More About the Applications Study

Peer application counts were sourced from the American Society for Engineering Education (ASEE) and from public dashboards and websites, where available. (2024 application counts were largely gathered from public websites, as most schools don’t have 2024 ASEE data loaded yet.)

Many peers, including MIT, UC Berkeley, UCLA, UIUC, and Texas A&M house Computer Science (CS) within engineering, whereas Purdue and Georgia Tech do not. To ensure a fair comparison across institutions, adjustments were made to account for differences in how CS is structured within engineering programs. Specifically, where peer college data include CS applications, and where it was not possible to locate public admissions data with department-level granularity, Purdue used ASEE’s enrollment data to approximate CS applications. Purdue assumed the yearly proportion of CS enrollment-to-total-engineering enrollment matches the proportion of CS applications-to-total-engineering applications. Then the estimated CS applications were removed from the total.
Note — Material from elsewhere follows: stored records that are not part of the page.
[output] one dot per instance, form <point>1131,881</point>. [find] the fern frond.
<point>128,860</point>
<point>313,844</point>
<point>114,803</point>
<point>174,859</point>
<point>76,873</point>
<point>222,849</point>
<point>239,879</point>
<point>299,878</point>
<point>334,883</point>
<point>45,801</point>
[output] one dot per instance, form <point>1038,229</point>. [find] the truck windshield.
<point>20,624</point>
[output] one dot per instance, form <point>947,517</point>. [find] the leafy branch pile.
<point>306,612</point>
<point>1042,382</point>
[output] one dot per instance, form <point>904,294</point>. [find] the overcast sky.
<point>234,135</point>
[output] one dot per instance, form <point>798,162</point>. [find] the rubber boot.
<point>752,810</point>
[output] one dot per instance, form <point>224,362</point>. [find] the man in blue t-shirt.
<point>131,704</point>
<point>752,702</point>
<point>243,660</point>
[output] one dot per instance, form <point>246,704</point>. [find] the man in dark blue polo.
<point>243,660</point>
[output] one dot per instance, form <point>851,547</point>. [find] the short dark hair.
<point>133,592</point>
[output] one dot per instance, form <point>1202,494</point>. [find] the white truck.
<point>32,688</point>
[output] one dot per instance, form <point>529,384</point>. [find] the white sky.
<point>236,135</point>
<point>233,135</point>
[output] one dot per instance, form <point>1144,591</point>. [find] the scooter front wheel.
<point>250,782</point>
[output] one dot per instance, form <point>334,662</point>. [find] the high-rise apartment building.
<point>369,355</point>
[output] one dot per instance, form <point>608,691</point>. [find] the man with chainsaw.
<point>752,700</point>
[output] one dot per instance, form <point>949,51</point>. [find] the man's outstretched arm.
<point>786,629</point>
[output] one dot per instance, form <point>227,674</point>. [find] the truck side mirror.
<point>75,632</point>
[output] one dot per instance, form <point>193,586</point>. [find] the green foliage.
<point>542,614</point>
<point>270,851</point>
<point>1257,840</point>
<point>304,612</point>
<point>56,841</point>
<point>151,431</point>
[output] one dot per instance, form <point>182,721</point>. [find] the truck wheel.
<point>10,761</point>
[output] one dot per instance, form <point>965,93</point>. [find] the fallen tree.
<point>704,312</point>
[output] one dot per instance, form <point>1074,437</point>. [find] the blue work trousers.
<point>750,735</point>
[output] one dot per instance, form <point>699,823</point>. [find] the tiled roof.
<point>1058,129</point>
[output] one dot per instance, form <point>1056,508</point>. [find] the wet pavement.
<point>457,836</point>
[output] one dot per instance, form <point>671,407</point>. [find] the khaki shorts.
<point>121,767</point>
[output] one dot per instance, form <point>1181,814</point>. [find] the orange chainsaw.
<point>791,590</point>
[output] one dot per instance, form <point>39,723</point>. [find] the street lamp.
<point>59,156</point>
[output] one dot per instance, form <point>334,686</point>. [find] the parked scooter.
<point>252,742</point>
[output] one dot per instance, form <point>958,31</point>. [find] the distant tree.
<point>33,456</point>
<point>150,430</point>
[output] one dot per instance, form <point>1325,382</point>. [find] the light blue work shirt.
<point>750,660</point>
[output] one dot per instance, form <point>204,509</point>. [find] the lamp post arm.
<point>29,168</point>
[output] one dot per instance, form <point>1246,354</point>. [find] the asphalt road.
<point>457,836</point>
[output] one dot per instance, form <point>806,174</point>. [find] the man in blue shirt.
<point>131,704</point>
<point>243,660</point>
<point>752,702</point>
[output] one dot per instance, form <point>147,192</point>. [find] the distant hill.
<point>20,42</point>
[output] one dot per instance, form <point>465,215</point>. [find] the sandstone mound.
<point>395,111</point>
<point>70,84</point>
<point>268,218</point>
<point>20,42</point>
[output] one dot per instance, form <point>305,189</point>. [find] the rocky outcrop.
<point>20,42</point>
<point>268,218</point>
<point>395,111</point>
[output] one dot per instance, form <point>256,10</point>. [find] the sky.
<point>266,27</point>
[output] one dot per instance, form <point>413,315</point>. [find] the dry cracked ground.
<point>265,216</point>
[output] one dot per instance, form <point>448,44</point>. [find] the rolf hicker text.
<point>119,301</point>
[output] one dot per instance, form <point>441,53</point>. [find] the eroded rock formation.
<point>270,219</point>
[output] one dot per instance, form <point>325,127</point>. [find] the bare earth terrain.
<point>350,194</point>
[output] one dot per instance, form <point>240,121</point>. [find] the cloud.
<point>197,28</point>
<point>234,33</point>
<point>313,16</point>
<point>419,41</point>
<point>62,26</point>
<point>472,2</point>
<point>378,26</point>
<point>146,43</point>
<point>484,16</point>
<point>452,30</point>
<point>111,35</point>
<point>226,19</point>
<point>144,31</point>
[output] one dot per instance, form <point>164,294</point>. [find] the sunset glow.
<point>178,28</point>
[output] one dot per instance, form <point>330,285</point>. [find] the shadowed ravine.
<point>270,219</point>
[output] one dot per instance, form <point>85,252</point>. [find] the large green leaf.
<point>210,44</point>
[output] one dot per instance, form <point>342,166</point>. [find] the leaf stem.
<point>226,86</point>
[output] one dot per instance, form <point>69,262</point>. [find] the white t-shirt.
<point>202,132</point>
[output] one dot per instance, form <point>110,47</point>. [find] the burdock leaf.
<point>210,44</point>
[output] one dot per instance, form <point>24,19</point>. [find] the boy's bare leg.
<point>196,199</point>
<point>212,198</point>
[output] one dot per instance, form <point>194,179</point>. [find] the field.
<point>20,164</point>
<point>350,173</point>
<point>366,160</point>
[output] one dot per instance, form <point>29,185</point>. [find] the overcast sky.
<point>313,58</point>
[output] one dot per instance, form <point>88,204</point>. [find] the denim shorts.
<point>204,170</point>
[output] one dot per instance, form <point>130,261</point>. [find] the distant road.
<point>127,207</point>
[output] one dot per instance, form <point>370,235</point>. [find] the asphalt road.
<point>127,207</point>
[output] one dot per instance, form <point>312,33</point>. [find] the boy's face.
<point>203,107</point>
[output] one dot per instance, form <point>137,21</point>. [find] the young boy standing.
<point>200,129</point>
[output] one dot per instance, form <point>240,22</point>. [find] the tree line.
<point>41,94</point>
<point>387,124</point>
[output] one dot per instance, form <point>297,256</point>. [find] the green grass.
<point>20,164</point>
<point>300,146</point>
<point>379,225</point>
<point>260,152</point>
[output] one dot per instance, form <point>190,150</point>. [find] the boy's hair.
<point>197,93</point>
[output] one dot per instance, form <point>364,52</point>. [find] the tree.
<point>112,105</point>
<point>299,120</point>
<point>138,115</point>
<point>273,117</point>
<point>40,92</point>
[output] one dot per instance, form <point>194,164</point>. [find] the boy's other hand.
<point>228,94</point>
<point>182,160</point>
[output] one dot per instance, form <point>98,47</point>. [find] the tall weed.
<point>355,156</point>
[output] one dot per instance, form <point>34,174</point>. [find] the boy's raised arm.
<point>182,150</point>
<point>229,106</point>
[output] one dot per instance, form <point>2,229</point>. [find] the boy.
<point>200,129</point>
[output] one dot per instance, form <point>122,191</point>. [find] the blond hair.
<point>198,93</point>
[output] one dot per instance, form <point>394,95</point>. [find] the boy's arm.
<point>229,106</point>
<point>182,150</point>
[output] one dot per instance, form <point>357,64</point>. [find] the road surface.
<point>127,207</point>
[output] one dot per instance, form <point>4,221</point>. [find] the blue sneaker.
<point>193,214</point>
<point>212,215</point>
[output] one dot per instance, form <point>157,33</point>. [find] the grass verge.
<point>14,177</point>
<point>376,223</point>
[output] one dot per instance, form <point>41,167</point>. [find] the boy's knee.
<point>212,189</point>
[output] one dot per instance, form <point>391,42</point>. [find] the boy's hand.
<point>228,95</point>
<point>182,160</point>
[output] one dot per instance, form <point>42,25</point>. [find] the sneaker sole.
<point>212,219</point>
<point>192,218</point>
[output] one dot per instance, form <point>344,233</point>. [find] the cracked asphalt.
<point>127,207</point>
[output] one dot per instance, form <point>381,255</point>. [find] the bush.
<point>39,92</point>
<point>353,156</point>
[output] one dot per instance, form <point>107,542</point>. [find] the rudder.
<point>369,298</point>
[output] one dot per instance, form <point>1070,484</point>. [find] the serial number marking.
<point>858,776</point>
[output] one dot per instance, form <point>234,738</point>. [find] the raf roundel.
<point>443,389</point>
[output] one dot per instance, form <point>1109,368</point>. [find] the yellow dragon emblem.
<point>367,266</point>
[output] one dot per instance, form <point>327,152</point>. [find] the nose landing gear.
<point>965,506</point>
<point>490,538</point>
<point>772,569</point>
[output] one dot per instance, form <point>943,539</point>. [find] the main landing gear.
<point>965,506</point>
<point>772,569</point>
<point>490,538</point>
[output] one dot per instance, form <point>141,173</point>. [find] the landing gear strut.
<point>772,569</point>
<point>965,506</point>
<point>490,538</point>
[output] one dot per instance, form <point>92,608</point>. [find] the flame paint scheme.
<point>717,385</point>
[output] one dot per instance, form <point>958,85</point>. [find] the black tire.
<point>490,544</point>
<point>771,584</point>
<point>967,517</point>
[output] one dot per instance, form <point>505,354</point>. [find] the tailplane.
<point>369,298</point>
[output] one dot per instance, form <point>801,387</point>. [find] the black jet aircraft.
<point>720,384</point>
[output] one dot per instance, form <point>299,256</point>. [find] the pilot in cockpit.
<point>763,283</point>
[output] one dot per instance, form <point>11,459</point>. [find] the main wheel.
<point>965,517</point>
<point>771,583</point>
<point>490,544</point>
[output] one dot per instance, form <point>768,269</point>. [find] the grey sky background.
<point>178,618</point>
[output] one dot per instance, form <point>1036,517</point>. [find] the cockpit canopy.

  2016 2017 2018 2019 2020 2021 2022 2023 2024
Georgia Tech https://lite.gatech.edu/lite_script/dashboards/admissions.html
MIT ASEE – estimated CS apps removed https://mitadmissions.org/apply/process/stats/  – estimated CS apps removed
Texas A&M ASEE – estimated CS apps removed https://abpa.tamu.edu/accountability-metrics/student-metrics/applied-admitted-enrolled – filtered to remove CS
UC Berkeley ASEE – estimated CS apps removed
UCLA https://apb.ucla.edu/campus-statistics/admissions – estimated CS apps removed
UIUC ASEE – estimated CS apps removed https://dmi.illinois.edu/cp/custom.aspx – estimated CS apps removed

Purdue application counts include cases in which the individual applied to Engineering as their No. 1 choice but was denied entry to Engineering and admitted to their No. 2 choice.